Malaysia concedes on PM’s payment allegations – but the excuses, and harassment, go on


Despite all this, Malaysian authorities produced not one example of false reporting on my part – only various excuses for what I have brought to the public’s attention.

Clare Rewcastle Brown, The Independent

The announcements by Malaysia’s Prime Minister and his newly appointed attorney general (the last one got sacked after taking a less forgiving view of his bosses’ actions) provide a welcome, if indirect, vindication of my reporting of what I described as a “massive corruption scandal” over the past few months.

The Malaysian authorities have confirmed some of my core allegations: that $681m was paid into Najib Razak’s private bank accounts before the 2013 election, and that a further sum equivalent to more than $10m was channelled into another of his private accounts from a public company, SRC International, that he controlled, and which raised money from a public pension fund.

Now Mr Najib has come up with a series of risible excuses for these extraordinary admissions, which his loyal attorney general has chosen to believe.
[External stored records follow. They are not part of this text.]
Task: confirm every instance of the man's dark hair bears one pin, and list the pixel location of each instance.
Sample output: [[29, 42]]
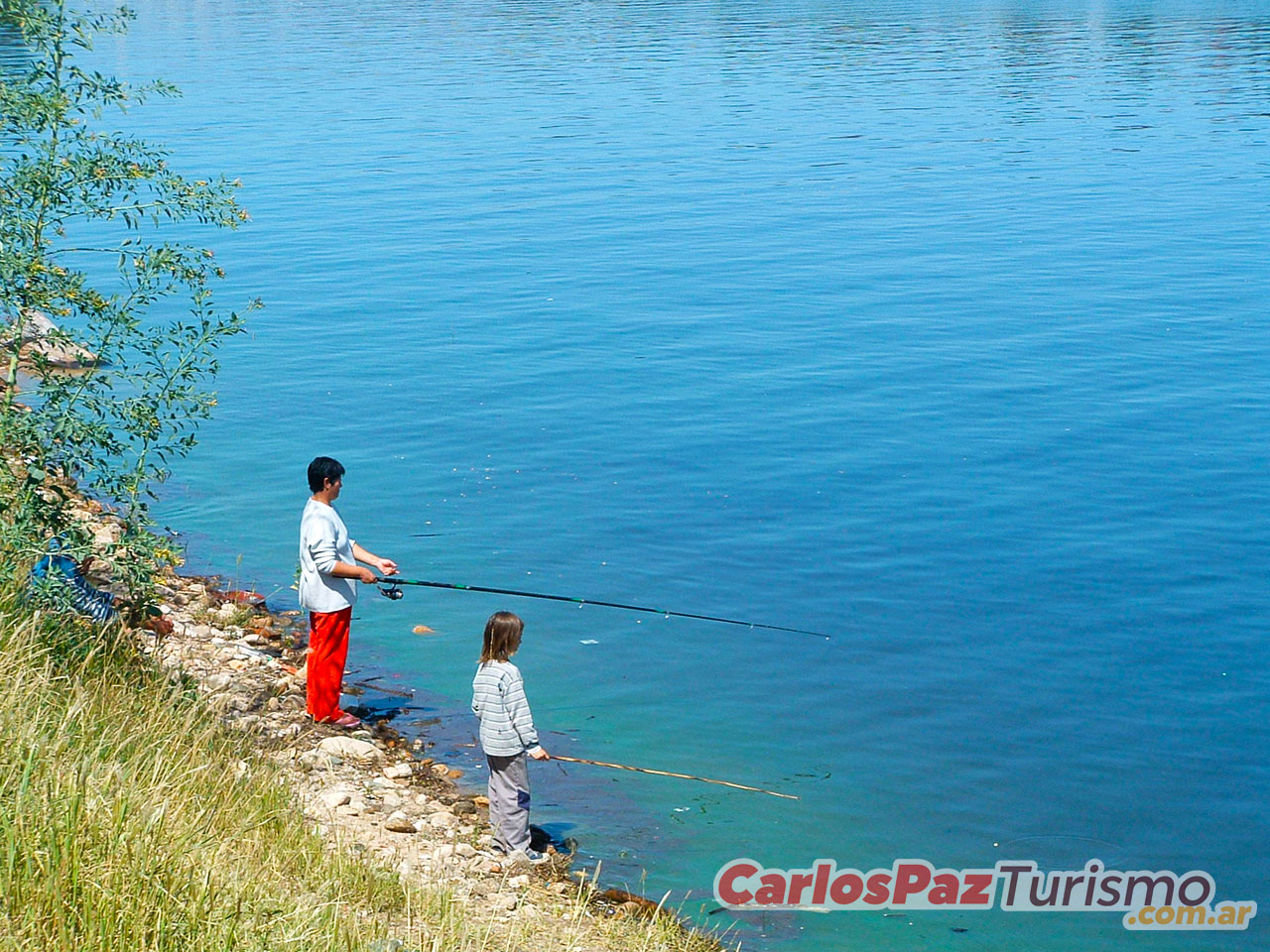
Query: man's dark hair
[[322, 468]]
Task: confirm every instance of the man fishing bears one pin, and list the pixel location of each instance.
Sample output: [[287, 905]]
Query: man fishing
[[329, 572]]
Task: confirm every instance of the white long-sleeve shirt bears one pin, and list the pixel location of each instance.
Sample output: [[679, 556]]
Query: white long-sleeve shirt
[[322, 542], [498, 698]]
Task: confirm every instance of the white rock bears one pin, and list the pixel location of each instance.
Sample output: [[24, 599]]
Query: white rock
[[352, 749], [506, 901], [399, 823]]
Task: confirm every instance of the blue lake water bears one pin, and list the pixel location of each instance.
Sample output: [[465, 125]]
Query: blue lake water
[[940, 327]]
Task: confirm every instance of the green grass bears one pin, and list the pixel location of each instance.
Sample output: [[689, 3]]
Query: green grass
[[132, 821]]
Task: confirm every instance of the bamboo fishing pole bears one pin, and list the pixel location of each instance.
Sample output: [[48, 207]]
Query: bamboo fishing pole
[[668, 774], [393, 592]]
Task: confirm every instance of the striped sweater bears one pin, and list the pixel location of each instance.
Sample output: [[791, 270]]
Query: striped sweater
[[498, 698]]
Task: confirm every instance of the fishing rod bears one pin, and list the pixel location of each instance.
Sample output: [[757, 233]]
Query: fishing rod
[[394, 593], [668, 774]]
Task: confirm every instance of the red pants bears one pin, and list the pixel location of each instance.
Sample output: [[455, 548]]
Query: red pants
[[327, 648]]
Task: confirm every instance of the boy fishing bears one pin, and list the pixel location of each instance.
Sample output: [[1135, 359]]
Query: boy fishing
[[329, 572]]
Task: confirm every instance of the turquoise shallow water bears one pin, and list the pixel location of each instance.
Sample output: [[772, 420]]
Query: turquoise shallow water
[[940, 327]]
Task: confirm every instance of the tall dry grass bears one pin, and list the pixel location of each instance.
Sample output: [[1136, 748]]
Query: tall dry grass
[[132, 821]]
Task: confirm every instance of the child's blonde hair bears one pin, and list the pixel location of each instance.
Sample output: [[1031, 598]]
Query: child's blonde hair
[[502, 636]]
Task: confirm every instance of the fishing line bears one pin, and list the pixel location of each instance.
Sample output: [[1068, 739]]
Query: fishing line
[[394, 592]]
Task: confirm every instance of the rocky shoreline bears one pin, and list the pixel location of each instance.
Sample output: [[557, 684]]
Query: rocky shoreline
[[368, 789]]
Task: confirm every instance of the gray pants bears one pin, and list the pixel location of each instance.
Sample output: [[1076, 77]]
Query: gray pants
[[509, 801]]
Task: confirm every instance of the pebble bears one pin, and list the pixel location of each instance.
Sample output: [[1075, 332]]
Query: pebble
[[399, 823], [504, 901], [350, 749]]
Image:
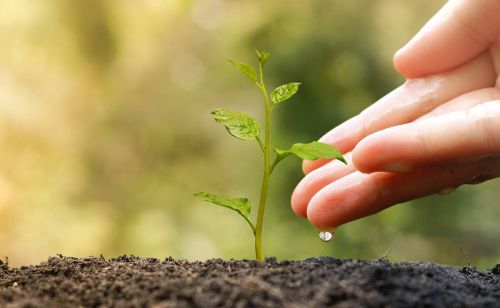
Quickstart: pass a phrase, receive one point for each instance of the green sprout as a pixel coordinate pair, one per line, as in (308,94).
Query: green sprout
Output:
(243,126)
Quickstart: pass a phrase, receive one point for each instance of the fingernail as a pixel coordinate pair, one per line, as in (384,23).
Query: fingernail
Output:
(397,167)
(447,191)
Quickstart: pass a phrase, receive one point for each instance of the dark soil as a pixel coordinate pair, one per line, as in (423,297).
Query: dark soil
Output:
(319,282)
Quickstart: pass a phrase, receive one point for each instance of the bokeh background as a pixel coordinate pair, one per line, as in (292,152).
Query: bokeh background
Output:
(105,130)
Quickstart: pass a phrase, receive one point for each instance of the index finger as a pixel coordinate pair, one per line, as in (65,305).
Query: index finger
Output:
(408,102)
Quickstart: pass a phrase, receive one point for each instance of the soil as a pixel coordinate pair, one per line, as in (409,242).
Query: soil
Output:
(319,282)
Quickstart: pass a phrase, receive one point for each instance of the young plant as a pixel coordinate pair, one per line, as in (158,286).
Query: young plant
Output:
(243,126)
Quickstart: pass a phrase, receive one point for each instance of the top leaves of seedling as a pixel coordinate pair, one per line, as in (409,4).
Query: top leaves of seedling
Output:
(312,151)
(246,69)
(238,124)
(262,55)
(241,205)
(284,92)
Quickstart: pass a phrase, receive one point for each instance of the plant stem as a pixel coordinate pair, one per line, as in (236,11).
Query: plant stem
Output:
(265,181)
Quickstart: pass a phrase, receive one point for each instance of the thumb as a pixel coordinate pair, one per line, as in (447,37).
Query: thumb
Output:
(461,30)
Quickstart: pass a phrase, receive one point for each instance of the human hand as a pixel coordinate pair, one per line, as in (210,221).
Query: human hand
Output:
(437,131)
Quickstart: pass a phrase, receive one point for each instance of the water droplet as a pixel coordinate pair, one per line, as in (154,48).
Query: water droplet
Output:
(325,236)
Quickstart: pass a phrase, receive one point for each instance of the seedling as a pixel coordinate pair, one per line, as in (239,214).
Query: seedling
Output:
(245,127)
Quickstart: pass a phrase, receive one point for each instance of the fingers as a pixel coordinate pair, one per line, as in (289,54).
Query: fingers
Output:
(358,195)
(457,136)
(407,103)
(464,102)
(461,30)
(316,180)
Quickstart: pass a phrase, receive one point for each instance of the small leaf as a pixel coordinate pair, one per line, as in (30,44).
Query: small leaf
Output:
(312,151)
(284,92)
(246,69)
(238,124)
(262,55)
(241,205)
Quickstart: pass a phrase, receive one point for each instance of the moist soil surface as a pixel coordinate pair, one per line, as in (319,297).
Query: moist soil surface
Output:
(318,282)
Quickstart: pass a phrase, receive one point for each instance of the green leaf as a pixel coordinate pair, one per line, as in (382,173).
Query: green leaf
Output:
(284,92)
(241,205)
(312,151)
(262,55)
(238,124)
(246,69)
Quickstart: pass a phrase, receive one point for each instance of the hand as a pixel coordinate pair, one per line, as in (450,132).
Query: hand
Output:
(437,131)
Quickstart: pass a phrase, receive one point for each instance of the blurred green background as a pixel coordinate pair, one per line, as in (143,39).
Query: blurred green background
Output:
(105,131)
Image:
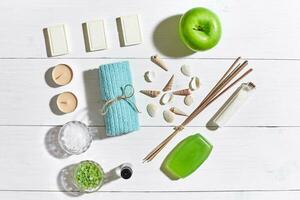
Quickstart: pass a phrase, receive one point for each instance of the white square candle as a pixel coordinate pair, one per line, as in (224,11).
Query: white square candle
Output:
(130,28)
(56,40)
(95,35)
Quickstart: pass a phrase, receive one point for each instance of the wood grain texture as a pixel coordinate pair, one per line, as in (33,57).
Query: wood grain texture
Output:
(288,195)
(255,159)
(25,92)
(254,29)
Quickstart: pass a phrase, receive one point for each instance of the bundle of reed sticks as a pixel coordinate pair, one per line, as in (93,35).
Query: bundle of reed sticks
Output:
(221,87)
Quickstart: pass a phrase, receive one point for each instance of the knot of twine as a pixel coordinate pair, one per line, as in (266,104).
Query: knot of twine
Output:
(124,96)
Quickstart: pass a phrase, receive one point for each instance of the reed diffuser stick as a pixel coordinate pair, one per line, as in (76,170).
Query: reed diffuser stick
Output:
(216,92)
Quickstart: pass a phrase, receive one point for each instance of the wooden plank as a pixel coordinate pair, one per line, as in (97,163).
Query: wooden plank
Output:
(248,30)
(242,159)
(288,195)
(26,95)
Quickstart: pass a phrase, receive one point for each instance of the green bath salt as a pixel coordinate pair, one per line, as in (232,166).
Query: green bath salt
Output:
(88,176)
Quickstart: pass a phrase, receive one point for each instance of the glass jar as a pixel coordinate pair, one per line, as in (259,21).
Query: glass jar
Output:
(88,176)
(74,137)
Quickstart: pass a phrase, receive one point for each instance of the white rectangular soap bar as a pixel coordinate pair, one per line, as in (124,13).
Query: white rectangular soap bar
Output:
(95,35)
(131,30)
(56,40)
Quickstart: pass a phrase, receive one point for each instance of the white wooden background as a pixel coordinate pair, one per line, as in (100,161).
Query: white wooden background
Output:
(255,157)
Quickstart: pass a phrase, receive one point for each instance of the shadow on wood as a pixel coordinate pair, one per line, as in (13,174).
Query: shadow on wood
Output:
(166,38)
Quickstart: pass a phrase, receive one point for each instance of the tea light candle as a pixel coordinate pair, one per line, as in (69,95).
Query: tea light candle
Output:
(62,74)
(66,102)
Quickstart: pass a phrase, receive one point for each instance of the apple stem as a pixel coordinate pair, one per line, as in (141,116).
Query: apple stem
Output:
(198,28)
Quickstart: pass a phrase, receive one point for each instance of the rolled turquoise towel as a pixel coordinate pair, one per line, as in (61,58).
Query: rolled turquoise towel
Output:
(121,116)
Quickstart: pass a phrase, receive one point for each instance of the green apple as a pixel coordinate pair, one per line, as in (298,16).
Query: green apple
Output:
(200,29)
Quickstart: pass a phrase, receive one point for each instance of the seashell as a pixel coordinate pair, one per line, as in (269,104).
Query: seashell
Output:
(186,70)
(177,111)
(158,61)
(169,84)
(183,92)
(188,100)
(168,116)
(152,109)
(194,83)
(150,76)
(150,93)
(166,98)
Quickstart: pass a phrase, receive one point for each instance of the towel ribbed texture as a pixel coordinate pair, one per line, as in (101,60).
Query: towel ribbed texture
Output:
(121,118)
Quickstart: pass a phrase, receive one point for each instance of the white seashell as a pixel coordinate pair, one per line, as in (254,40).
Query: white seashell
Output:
(188,100)
(169,84)
(194,83)
(150,76)
(186,70)
(166,98)
(168,116)
(177,111)
(152,109)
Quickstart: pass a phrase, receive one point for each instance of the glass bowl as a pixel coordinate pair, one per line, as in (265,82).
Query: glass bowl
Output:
(74,137)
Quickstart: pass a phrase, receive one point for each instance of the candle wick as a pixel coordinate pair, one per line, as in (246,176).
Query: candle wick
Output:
(58,76)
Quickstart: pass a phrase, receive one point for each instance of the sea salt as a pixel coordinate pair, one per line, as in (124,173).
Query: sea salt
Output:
(74,137)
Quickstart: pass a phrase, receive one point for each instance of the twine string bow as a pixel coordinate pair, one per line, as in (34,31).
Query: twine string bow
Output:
(124,96)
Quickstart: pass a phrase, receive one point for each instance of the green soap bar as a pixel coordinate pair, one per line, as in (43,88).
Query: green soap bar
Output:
(186,157)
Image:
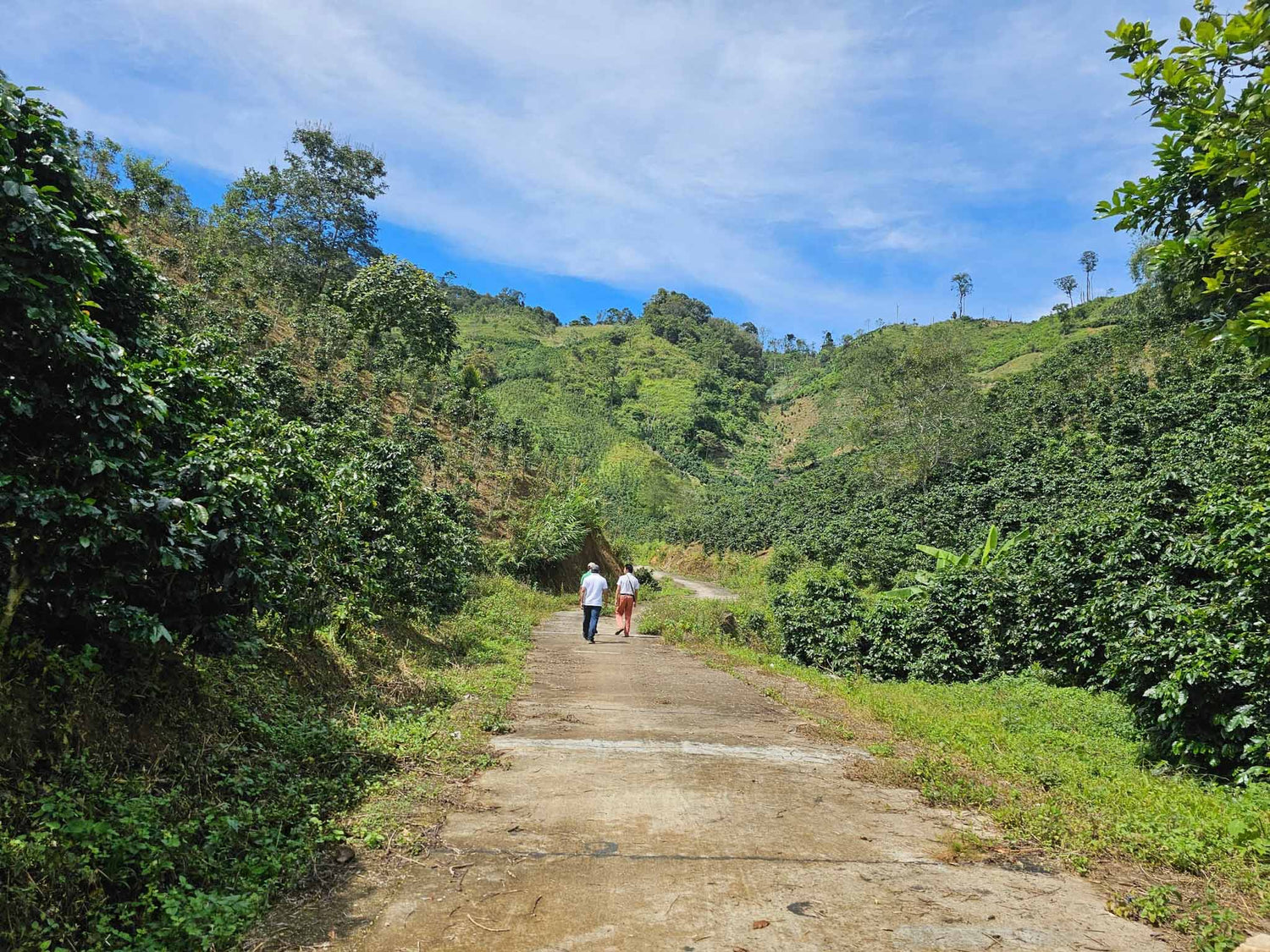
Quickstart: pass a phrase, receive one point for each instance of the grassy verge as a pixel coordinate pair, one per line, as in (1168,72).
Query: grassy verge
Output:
(170,809)
(1059,769)
(474,665)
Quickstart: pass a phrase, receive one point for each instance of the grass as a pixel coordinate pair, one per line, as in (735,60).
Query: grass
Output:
(1059,769)
(174,817)
(472,667)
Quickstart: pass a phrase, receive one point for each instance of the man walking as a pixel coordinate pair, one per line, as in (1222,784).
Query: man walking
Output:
(591,597)
(627,593)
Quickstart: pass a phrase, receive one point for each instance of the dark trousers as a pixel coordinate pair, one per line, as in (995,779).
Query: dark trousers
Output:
(589,621)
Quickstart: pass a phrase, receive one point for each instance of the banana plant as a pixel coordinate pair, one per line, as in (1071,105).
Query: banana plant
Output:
(982,556)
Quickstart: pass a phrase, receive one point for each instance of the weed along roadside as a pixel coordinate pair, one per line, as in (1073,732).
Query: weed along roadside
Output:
(1062,773)
(695,812)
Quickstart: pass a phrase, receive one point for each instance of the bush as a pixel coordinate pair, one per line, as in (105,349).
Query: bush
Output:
(553,531)
(818,616)
(782,561)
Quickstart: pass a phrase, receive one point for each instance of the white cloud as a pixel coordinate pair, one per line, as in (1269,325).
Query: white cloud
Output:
(770,150)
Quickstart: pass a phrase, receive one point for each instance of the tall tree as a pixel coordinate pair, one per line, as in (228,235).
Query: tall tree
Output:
(1206,202)
(1067,284)
(1089,263)
(963,286)
(390,294)
(312,215)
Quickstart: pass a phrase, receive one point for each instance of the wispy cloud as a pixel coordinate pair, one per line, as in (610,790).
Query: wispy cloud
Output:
(810,157)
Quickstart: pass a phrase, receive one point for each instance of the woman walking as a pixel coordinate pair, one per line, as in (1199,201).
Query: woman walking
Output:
(627,593)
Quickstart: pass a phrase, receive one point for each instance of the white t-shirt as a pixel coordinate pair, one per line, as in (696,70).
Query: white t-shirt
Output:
(594,589)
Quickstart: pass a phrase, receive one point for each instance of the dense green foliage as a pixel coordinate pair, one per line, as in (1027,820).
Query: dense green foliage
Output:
(1140,459)
(1056,767)
(1204,202)
(183,517)
(246,459)
(179,837)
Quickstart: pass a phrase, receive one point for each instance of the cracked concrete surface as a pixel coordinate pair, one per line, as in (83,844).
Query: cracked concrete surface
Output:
(647,801)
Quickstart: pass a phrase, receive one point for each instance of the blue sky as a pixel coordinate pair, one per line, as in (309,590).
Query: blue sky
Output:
(804,165)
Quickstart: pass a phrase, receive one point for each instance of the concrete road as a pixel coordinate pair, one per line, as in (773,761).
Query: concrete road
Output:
(650,802)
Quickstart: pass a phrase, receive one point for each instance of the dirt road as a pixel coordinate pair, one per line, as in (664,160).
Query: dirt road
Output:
(652,802)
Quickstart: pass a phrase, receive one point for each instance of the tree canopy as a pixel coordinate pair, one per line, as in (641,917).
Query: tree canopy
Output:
(1206,202)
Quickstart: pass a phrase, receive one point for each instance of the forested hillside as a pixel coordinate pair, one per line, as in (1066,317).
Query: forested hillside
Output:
(277,509)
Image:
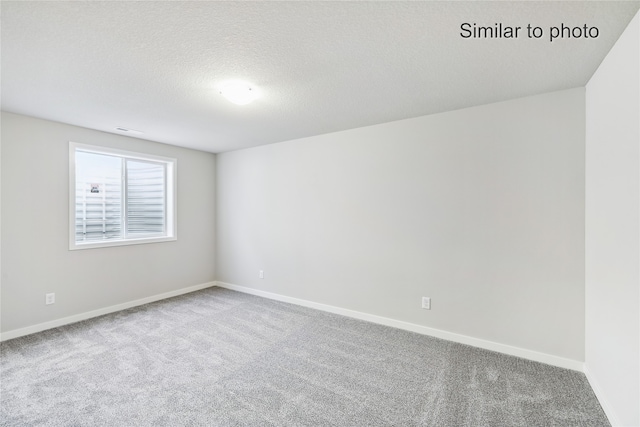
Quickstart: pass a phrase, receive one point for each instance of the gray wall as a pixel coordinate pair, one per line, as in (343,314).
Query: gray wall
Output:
(613,229)
(35,254)
(481,209)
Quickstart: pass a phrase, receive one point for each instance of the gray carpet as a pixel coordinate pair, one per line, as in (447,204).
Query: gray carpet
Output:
(223,358)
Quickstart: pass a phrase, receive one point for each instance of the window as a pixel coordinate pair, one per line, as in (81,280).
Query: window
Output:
(119,197)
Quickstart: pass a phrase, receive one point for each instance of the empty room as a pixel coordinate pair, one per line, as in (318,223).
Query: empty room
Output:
(323,213)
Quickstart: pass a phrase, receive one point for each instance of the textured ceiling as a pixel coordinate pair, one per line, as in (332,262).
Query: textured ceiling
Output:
(319,66)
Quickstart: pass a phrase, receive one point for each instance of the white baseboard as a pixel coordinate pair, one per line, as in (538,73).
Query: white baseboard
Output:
(424,330)
(99,312)
(602,398)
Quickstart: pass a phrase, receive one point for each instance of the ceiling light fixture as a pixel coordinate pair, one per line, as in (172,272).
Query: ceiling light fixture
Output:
(238,92)
(129,130)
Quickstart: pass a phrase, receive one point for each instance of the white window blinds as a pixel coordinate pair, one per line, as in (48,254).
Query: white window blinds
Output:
(120,199)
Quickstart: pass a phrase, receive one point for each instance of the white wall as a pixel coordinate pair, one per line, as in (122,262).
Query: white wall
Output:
(613,229)
(481,209)
(35,254)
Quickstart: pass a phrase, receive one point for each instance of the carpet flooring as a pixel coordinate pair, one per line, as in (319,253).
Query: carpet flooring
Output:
(222,358)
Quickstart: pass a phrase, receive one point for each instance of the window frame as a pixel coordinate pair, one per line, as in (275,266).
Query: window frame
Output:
(171,223)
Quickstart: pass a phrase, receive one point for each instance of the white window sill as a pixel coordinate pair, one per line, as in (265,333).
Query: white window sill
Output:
(122,242)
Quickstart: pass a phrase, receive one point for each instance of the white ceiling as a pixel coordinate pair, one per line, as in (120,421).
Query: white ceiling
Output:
(319,66)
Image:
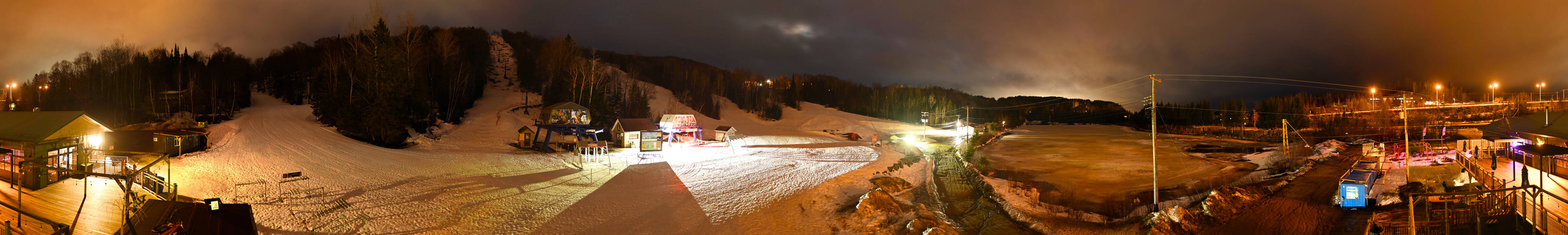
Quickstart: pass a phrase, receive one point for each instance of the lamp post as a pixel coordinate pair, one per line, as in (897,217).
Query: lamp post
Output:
(1373,96)
(1493,95)
(1541,91)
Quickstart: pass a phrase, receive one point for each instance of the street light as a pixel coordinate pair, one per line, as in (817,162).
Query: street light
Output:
(1493,95)
(1541,91)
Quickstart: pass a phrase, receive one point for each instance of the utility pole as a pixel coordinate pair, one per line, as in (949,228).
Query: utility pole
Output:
(1155,131)
(924,115)
(1404,115)
(1285,137)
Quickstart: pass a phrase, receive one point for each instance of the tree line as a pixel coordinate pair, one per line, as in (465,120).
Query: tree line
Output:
(121,85)
(382,87)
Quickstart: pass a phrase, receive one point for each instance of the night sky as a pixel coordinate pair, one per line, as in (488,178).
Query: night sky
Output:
(985,48)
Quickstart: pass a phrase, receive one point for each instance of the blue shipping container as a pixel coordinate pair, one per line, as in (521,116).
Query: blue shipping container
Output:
(1354,190)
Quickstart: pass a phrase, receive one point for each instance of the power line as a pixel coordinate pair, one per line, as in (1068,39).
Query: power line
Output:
(1065,98)
(1272,114)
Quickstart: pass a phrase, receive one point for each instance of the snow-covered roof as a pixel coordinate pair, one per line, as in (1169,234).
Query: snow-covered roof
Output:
(1531,124)
(565,106)
(43,126)
(636,124)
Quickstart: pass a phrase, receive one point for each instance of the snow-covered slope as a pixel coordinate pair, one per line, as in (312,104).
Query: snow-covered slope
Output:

Whether these absolve him in public opinion is another matter entirely however, since Malaysians are gasping at what their leaders are now asking them to swallow.

First, Mr Najib’s excuse for the $681m is that an anonymous Middle Eastern donor, now said to be a Saudi royal family member, wanted to help him win the election and sent the money, no strings attached. As for the further $10m, the Prime Minister says he believed it too came from the so-called “donation”. But, as weary Malaysians observe, Mr Najib originally swore that he had taken no money for personal use. Very little adds up, in fact.